John Stuck tenía un matrimonio perfecto, una bella esposa,
una pareja de niños maravillosos Roscoe de 12 años y Sally de 10, y un dálmata
llamado Flick. La zona residencial donde vivían se componía de unas casas
individuales con un pequeño jardín delantero y una zona de barbacoas con
piscina común a todas ellas en el interior de una circunferencia formada por
las viviendas. Parecía la típica formación defensiva de caravanas sometida a un
ataque de los indios en plena estepa de Arizona.
La reputación de John era la de todos aquellos de la
comunidad, amable con sus vecinos, cumplidor en su trabajo y siempre dispuesto
a hacer un favor. Podría tener la tentación de describirle como un ser excepcional
pero no era así, era tan excepcional como cualquier marido de poco más de
cuarenta años que tenía la cabeza en lo que hay que hacer y que no dejaba un
resquicio a lo que era el deseo. Los deseos eran patrimonio de cuando tenías
veinte años, antes de conocer a Barbara, su mujer.
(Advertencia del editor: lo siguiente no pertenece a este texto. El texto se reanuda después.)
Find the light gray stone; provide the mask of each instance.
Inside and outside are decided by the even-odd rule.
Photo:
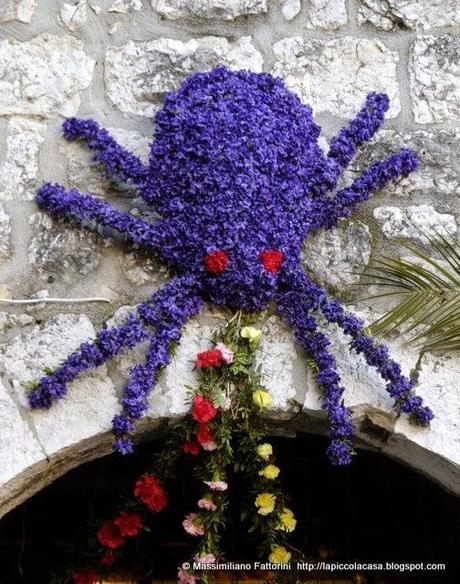
[[[43,459],[45,453],[18,406],[0,381],[0,488]]]
[[[403,237],[426,241],[423,233],[438,231],[456,237],[457,222],[453,215],[438,213],[432,205],[377,207],[374,217],[387,237]]]
[[[453,26],[460,24],[460,4],[457,0],[360,0],[358,22],[386,31]]]
[[[26,326],[34,322],[34,318],[28,314],[13,314],[0,312],[0,332],[4,333],[19,326]]]
[[[13,118],[8,123],[6,157],[0,162],[0,199],[31,201],[34,198],[39,184],[38,156],[44,132],[42,122]]]
[[[30,23],[38,0],[2,0],[0,6],[0,23],[18,20]]]
[[[286,20],[293,20],[300,12],[300,0],[284,0],[281,12]]]
[[[218,18],[267,12],[267,0],[152,0],[153,9],[164,18]]]
[[[460,38],[417,37],[411,48],[410,83],[416,122],[460,120]]]
[[[308,28],[337,30],[347,24],[345,0],[310,0]]]
[[[13,384],[17,401],[28,408],[24,384],[40,378],[44,367],[59,365],[94,336],[86,315],[58,314],[1,345],[0,366]],[[69,384],[68,394],[52,410],[34,410],[29,416],[40,444],[52,455],[108,430],[116,408],[115,390],[102,366]]]
[[[74,115],[94,63],[83,44],[67,36],[1,41],[0,116]]]
[[[251,37],[230,42],[202,37],[188,42],[158,39],[130,41],[106,52],[107,93],[125,113],[152,116],[158,98],[174,89],[190,73],[225,64],[234,69],[261,71],[262,55]]]
[[[400,111],[398,54],[378,39],[290,37],[276,42],[273,54],[273,74],[282,77],[315,114],[348,118],[361,108],[369,91],[389,95],[388,117]]]
[[[281,416],[279,410],[289,411],[289,401],[296,397],[293,373],[297,351],[291,331],[279,318],[267,318],[261,330],[255,365],[260,369],[262,383],[272,397],[271,407]]]
[[[44,213],[34,213],[30,224],[35,235],[28,259],[42,278],[52,276],[70,282],[89,274],[99,264],[100,246],[93,233],[53,221]]]
[[[168,274],[168,268],[161,261],[137,253],[124,253],[120,263],[129,283],[134,286],[158,285],[165,281]]]
[[[333,231],[319,231],[308,238],[303,249],[304,265],[324,286],[344,286],[360,279],[371,256],[369,228],[352,222]]]
[[[0,345],[0,366],[18,388],[43,375],[44,367],[55,367],[81,343],[95,336],[84,314],[58,314],[44,326],[34,326]],[[27,406],[25,394],[21,404]]]
[[[0,262],[8,259],[11,254],[11,216],[5,213],[0,205]]]
[[[119,14],[139,12],[139,10],[142,10],[142,0],[115,0],[109,8],[109,12],[118,12]]]
[[[59,12],[59,17],[66,28],[75,32],[88,20],[87,0],[78,0],[73,3],[65,2]]]

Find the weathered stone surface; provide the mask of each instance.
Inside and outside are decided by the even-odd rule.
[[[262,63],[262,55],[251,37],[234,42],[222,37],[202,37],[188,42],[130,41],[107,49],[107,93],[121,111],[151,116],[158,108],[158,97],[177,87],[194,71],[209,70],[218,64],[260,71]]]
[[[121,267],[130,284],[158,284],[166,279],[168,269],[156,258],[144,257],[137,253],[124,253]]]
[[[279,410],[289,410],[289,401],[296,397],[293,384],[296,356],[294,339],[287,326],[275,316],[266,319],[255,363],[260,367],[263,383],[273,399],[272,408],[278,410],[278,415],[281,415]]]
[[[128,14],[129,12],[139,12],[142,9],[142,0],[115,0],[110,6],[109,12]]]
[[[410,82],[416,122],[460,120],[460,38],[417,37],[411,48]]]
[[[432,205],[377,207],[374,217],[387,237],[404,237],[425,241],[423,233],[436,230],[457,235],[457,222],[453,215],[438,213]]]
[[[0,485],[42,460],[44,451],[0,381]]]
[[[0,6],[0,23],[18,20],[32,22],[38,0],[2,0]]]
[[[308,28],[337,30],[347,23],[345,0],[310,0]]]
[[[414,132],[381,130],[362,146],[345,175],[345,182],[351,182],[370,164],[391,156],[401,147],[409,147],[420,159],[419,167],[404,179],[390,183],[379,197],[418,196],[427,201],[441,199],[453,204],[460,189],[459,144],[460,130],[455,128]]]
[[[300,0],[284,0],[281,12],[286,20],[292,20],[300,12]]]
[[[10,236],[11,236],[11,223],[10,215],[5,213],[3,206],[0,205],[0,262],[9,258],[10,249]]]
[[[87,0],[65,2],[59,12],[62,24],[72,32],[78,30],[88,20]]]
[[[33,316],[29,314],[13,314],[11,312],[0,312],[0,332],[4,333],[17,326],[26,326],[34,322]]]
[[[94,234],[53,221],[44,213],[34,213],[30,224],[35,235],[29,245],[29,263],[43,278],[72,281],[98,265],[101,252]]]
[[[56,367],[69,353],[95,336],[85,315],[59,314],[0,346],[0,367],[11,380],[17,401],[27,406],[24,384]],[[110,428],[117,399],[105,366],[82,374],[68,394],[48,410],[29,411],[40,444],[48,455]]]
[[[398,55],[377,39],[291,37],[276,42],[273,53],[272,72],[309,103],[314,113],[348,118],[360,109],[369,91],[389,95],[389,117],[400,111]]]
[[[43,328],[38,325],[0,345],[0,366],[15,387],[43,374],[44,367],[55,367],[68,353],[95,336],[85,315],[59,314]],[[25,397],[21,400],[26,405]]]
[[[358,22],[370,22],[382,30],[428,30],[460,23],[457,0],[360,0]]]
[[[371,235],[364,223],[352,222],[333,231],[319,231],[308,238],[303,249],[304,265],[324,286],[341,286],[359,281],[359,272],[369,263]]]
[[[267,12],[267,0],[152,0],[161,16],[178,18],[219,18],[234,20],[238,16]]]
[[[75,114],[93,68],[83,44],[70,37],[1,41],[0,116]]]
[[[44,132],[45,126],[41,122],[24,118],[10,120],[6,157],[0,163],[0,199],[30,201],[34,198],[39,183],[38,155]]]

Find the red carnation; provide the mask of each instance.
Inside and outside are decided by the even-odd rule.
[[[277,272],[283,261],[283,252],[278,249],[267,249],[260,253],[260,259],[267,272]]]
[[[208,442],[212,442],[213,435],[207,424],[198,424],[196,439],[198,440],[198,443],[201,444],[201,446],[203,446],[203,444],[207,444]]]
[[[113,550],[125,543],[125,538],[114,521],[104,521],[97,532],[97,539],[101,545]]]
[[[79,570],[72,573],[74,584],[95,584],[99,578],[95,570]]]
[[[196,456],[200,452],[200,445],[198,442],[185,442],[182,444],[182,452],[189,452]]]
[[[126,537],[137,535],[143,526],[142,517],[139,513],[130,513],[129,511],[120,513],[114,523],[120,528],[121,535]]]
[[[103,554],[100,559],[101,566],[108,568],[115,561],[115,556],[113,554]]]
[[[150,511],[161,511],[168,502],[160,483],[149,474],[143,475],[137,480],[134,486],[134,495],[145,503]]]
[[[209,422],[217,414],[217,408],[202,395],[193,398],[192,416],[197,422]]]
[[[211,274],[220,274],[228,265],[228,255],[221,249],[207,253],[204,256],[204,265]]]
[[[196,358],[196,366],[200,369],[206,367],[220,367],[222,365],[222,353],[218,349],[212,351],[203,351],[198,353]]]

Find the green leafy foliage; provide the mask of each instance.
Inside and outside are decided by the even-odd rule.
[[[414,260],[383,257],[364,274],[365,284],[386,288],[372,298],[394,296],[398,304],[370,327],[374,335],[398,331],[431,351],[460,349],[460,247],[449,235],[425,235],[437,260],[417,247],[404,247]]]

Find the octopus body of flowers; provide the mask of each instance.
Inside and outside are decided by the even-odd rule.
[[[370,93],[362,110],[332,138],[326,154],[318,144],[320,128],[311,108],[280,79],[219,67],[190,76],[167,95],[155,117],[147,165],[95,121],[66,120],[65,138],[86,141],[94,159],[138,189],[160,218],[152,224],[55,183],[41,187],[38,205],[53,217],[97,228],[102,235],[118,231],[134,246],[159,255],[178,275],[140,304],[124,325],[101,330],[94,342],[83,343],[37,381],[30,405],[50,407],[80,373],[149,339],[146,361],[132,368],[123,411],[113,420],[116,450],[130,453],[130,435],[148,408],[159,370],[169,363],[169,347],[204,302],[249,313],[273,302],[316,363],[334,464],[350,462],[354,427],[317,313],[338,325],[352,349],[377,369],[397,411],[427,425],[433,414],[414,395],[415,380],[402,374],[387,347],[328,298],[301,265],[301,246],[309,233],[334,228],[373,191],[417,168],[416,155],[403,148],[337,190],[357,148],[380,128],[388,107],[386,95]],[[250,331],[246,334],[257,342]],[[217,350],[202,364],[217,366],[226,358]],[[254,399],[263,407],[268,397],[259,393]],[[197,440],[213,447],[205,422]]]

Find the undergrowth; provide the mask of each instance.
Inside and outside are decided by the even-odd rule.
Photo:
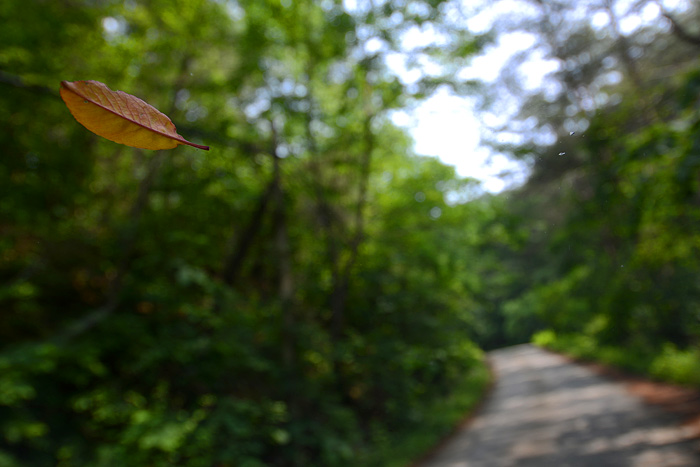
[[[574,358],[622,368],[657,381],[700,388],[700,349],[679,349],[666,343],[662,348],[600,345],[592,336],[540,331],[532,342]]]

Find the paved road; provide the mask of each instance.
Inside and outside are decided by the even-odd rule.
[[[490,361],[490,398],[421,467],[700,466],[694,430],[623,385],[531,345]]]

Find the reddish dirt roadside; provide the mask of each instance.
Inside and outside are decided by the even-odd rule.
[[[564,357],[567,358],[568,357]],[[622,384],[632,395],[665,412],[676,414],[688,436],[700,439],[700,391],[674,384],[652,381],[599,363],[570,359],[594,373]],[[699,464],[700,465],[700,464]]]

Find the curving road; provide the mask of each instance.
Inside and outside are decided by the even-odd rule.
[[[697,430],[531,345],[490,353],[496,386],[421,467],[698,467]]]

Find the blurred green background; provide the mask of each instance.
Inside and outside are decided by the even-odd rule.
[[[700,385],[697,11],[601,36],[531,3],[475,35],[440,0],[0,0],[0,465],[405,465],[479,399],[481,349],[533,336]],[[407,84],[411,28],[446,40]],[[459,78],[518,28],[554,96]],[[83,79],[211,151],[93,135],[58,97]],[[510,191],[390,118],[498,85],[530,122],[504,132],[555,135],[494,138]]]

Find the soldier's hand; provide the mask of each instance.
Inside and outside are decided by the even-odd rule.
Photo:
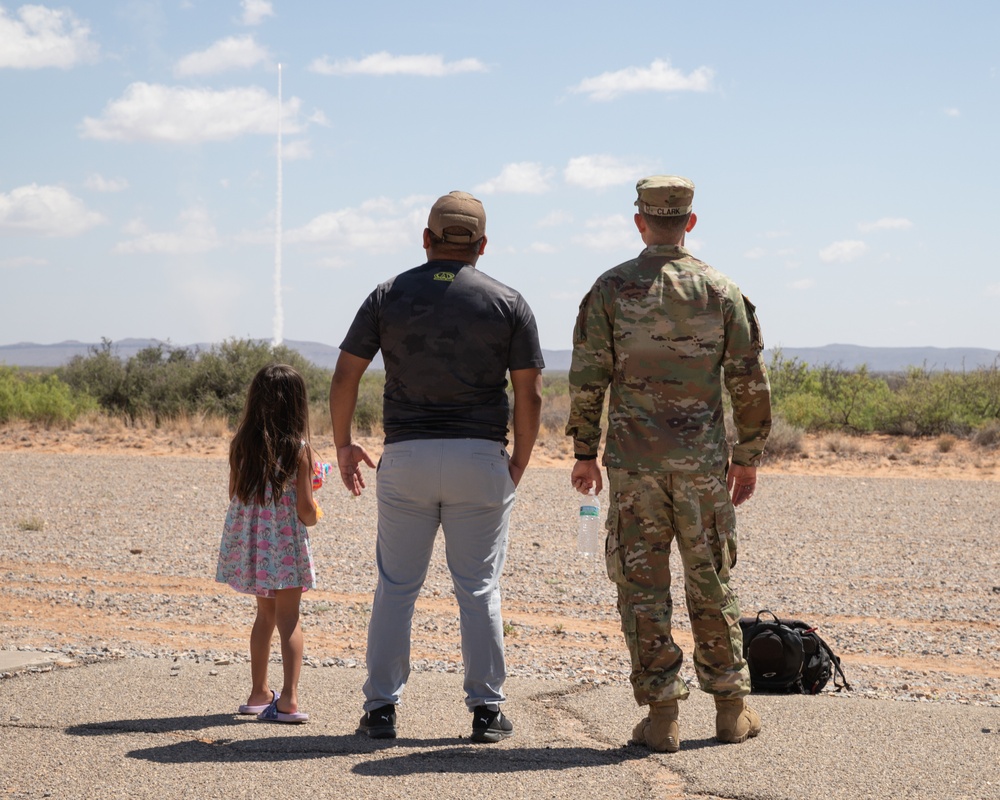
[[[600,494],[601,488],[604,484],[601,481],[601,468],[597,463],[597,459],[577,461],[576,464],[573,465],[573,473],[570,475],[570,482],[573,484],[573,488],[580,494],[587,494],[590,492],[591,486],[594,487],[594,494]]]
[[[730,464],[726,473],[726,488],[733,498],[733,505],[738,506],[753,497],[757,488],[757,467],[744,467]]]

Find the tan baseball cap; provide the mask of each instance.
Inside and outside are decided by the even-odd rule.
[[[486,233],[486,209],[468,192],[449,192],[431,206],[427,227],[439,239],[454,244],[477,242]],[[445,228],[464,228],[467,234],[444,232]]]
[[[694,184],[680,175],[653,175],[635,185],[635,204],[654,217],[680,217],[691,213]]]

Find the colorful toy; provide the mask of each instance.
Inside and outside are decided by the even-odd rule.
[[[329,475],[329,474],[330,474],[330,465],[329,464],[322,463],[322,462],[319,462],[319,461],[314,461],[313,462],[312,484],[313,484],[313,491],[314,492],[323,488],[323,481],[326,479],[326,476]]]
[[[323,488],[323,481],[329,474],[329,464],[323,461],[313,461],[312,487],[314,492]],[[323,519],[323,509],[319,507],[319,503],[313,500],[313,505],[316,506],[316,519]]]

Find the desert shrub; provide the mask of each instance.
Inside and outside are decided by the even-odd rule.
[[[771,353],[767,377],[771,384],[771,402],[775,405],[790,397],[816,395],[820,391],[815,370],[797,358],[787,360],[780,347]]]
[[[792,425],[784,417],[775,417],[771,433],[767,437],[766,453],[771,458],[788,458],[802,452],[802,438],[805,431]]]
[[[385,391],[385,373],[366,372],[358,386],[358,403],[354,407],[354,430],[372,436],[382,430],[382,395]]]
[[[102,339],[88,356],[73,356],[56,374],[75,391],[92,397],[105,411],[127,413],[125,364],[114,352],[110,339]]]
[[[939,453],[950,453],[952,450],[955,449],[955,444],[957,442],[958,439],[956,439],[950,433],[946,433],[943,436],[938,437],[935,446],[937,447],[937,451]]]
[[[569,394],[542,395],[541,430],[563,434],[569,419]]]
[[[853,372],[821,367],[819,382],[832,427],[857,433],[878,429],[891,397],[883,378],[872,375],[865,366]]]
[[[834,433],[823,440],[823,446],[831,453],[842,456],[852,456],[858,452],[858,442],[851,436]]]
[[[876,430],[891,398],[885,379],[864,366],[813,368],[786,360],[780,349],[771,356],[768,379],[775,413],[803,430]]]
[[[201,353],[194,362],[190,396],[195,408],[235,422],[243,412],[247,388],[257,371],[271,363],[289,364],[302,373],[310,403],[324,403],[330,396],[327,372],[296,351],[268,342],[230,339]]]
[[[90,355],[77,356],[60,370],[76,391],[93,397],[106,412],[129,424],[167,420],[221,418],[230,424],[243,411],[254,374],[274,362],[291,364],[302,373],[310,404],[329,401],[329,373],[288,347],[231,339],[199,352],[158,344],[127,361],[105,339]]]
[[[768,367],[775,413],[805,430],[965,436],[1000,420],[1000,365],[964,372],[914,367],[879,375],[864,366],[809,367],[776,350]]]
[[[68,425],[94,407],[55,374],[23,373],[0,367],[0,423],[21,419],[45,426]]]
[[[1000,447],[1000,420],[992,420],[977,428],[972,434],[972,443],[985,450]]]
[[[937,436],[962,430],[960,386],[950,373],[914,367],[893,394],[883,429],[907,436]]]
[[[830,427],[830,419],[823,398],[818,394],[796,394],[781,403],[773,403],[775,414],[793,427],[807,431]]]

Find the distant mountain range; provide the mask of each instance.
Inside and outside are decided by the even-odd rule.
[[[167,348],[182,346],[157,339],[121,339],[113,343],[113,348],[120,358],[128,359],[140,350],[158,344]],[[336,347],[319,342],[289,340],[284,344],[317,366],[330,370],[336,365],[340,354]],[[212,346],[206,343],[183,345],[188,349],[199,350],[210,350]],[[0,345],[0,364],[11,367],[59,367],[68,363],[73,356],[86,356],[99,347],[99,344],[76,341],[5,344]],[[569,369],[569,350],[543,350],[542,353],[546,369],[554,372]],[[829,365],[855,369],[867,365],[872,372],[905,372],[910,367],[960,372],[1000,364],[1000,351],[978,347],[862,347],[854,344],[828,344],[823,347],[783,347],[781,353],[788,361],[797,359],[813,367]],[[765,355],[770,362],[771,351],[767,351]],[[375,357],[372,366],[382,368],[381,354]]]

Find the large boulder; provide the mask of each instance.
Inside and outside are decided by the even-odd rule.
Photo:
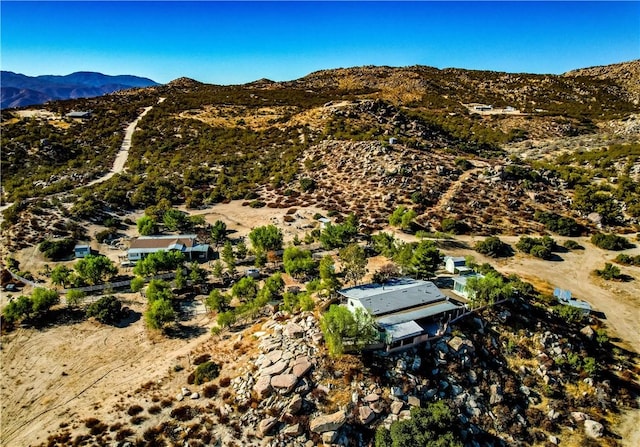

Ahora el deseo era
confundido con lo que el mundo esperaba de ti, aquello que su padre –un viejo
oficinista que había vivido toda su vida como un terrateniente sin tierras,
presumiendo de una formación inexistente y de unos valores sospechosos-, le
había inculcado. “Sé tú mismo” le decía John Senior, “excepto cuando los demás
esperen que seas otro”. Y así John Stuck había ido elaborando su vida,
construyendo cada pequeño escalón de lo que era el edificio de su existencia.
Aquella noche de verano en que el mundo mostró su cara menos
amable, Roscoe había invitado a sus amigos de la escuela a la piscina. Una
barbacoa se preparaba para las ocho de la tarde, y a las siete los preparativos
del vecindario ya estaban en marcha, cervezas congeladas y bandejas de carne
circulaban de mano en mano entre los vecinos. Roscoe seguía en la piscina con
sus compañeros cuando Barbara se acercó a él para preguntarle si no era la hora
de irse despidiendo de ellos. Roscoe bromeó con la hora e intentó estirar un
poco más el tiempo. Ultimamente discutía mucho con ella, jamás aceptaba sus sugerencias y comenzaba una tensión que Barbara quería atribuir a la adolescencia cercana. John justificaba constantemente al chico y eso a Barbara le hacía sentirse culpable desde varias perspectivas, por un lado era el hecho de no conseguir que su marido la apoyara y, por otro lado, por la distancia que había ido creciendo entre su hijo y ella.
- Media hora más a cambio de un beso –dijo Roscoe desde el interior de la piscina, apoyado con sus brazos sobre el borde.
- Diez minutos Roscoe, tu hermana ya está en casa preparándose para la cena, y dame ese beso.
Cuando Barbara se agachó para recibir el beso de Roscoe,
éste intentó elevar su cuerpo sobre el borde de la piscina haciendo fuerza con
sus brazos, uno de ellos resbaló y en un movimiento inconsciente intentó
agarrar a su madre con el otro brazo. Barbara vio como la mano de Roscoe se
abrazaba a su cuello y la arrastraba sin remedio hacia el interior de la
piscina, sumergiéndose en el agua mientras en esas décimas de segundo elaboraba
todo lo que vendría a continuación. Regañar a Roscoe, salir empapada, despedir
a los amigos de su hijo de una manera cortes pero inapelabe, ir a casa
atravesando avergonzada la zona de jardín de la barbacoa, justificarse ante los
vecinos, llegar a casa, cambiarse y hablar con John sobre el comportamiento de
Roscoe. En ese momento vió la imagen de John tranquilo defendiendo a su hijo y
concediendo al histerismo el momento de enfado que Barbara exhibía. Fue muy
rápido. Cuando Barbara salió de la piscina, mojada, su concepción de la vida y
del amor también estaban empapadas, pero no de un deseo húmedo inconfesable,
sino de la rutina de años sin entender a su marido.